On the other hand, pensioners are often reported to be happier than workers. The happiest person I know is a very rich self-made man of working-class origin, in his fifties, who retired young and spends his days reading, learning Hebrew and going on the lash with me. But he is taking his ease after great exertion and achievement. The position of the idle rich, whose sour-faced scions always seem to end up going to the bad, seems to indicate that this is an important factor.

Biggs took two years to complete this book, talking to workers from the Outer Hebrides to North Wales, and while there’s something for everyone, I think it’s fair to say that most of us might be more interested in what a rabbi does all day than what a pot-glazer gets up to.

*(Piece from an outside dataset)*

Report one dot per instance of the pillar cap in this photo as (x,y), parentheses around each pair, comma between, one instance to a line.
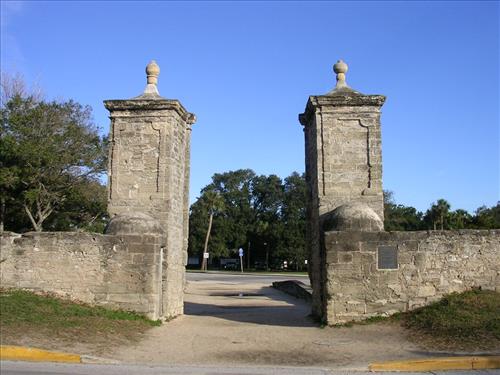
(342,88)
(151,90)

Sometimes the jobs people wanted to do, and didn’t, say more about them and society than the ones they actually do — as in the case of the young shoemaker who dreamed of being a pilot. (When my cousin Kim, a bright, pretty girl, told a career guidance bod in the 1970s that she fancied being an air hostess, he advised her to ‘Come back down to earth!’) Working-class ambition is often discouraged at a heartbreakingly early age — and then those same kids are scolded for putting their faith in talent-show fame.

Biggs has a lovely, calm, measured style, with just a hint of menace behind it — like a tour guide in a stately home who suddenly pulls out a baseball bat and just holds it there, smiling. This is very much a book about work during a recession; but I hadn’t known till I read it that wages in the USA were at their highest, comparatively, in 1973 — which made me feel very closing-time-in-the-Gardens-of-the-West-y. Look on your zero-hour contracts, you meek, and despair.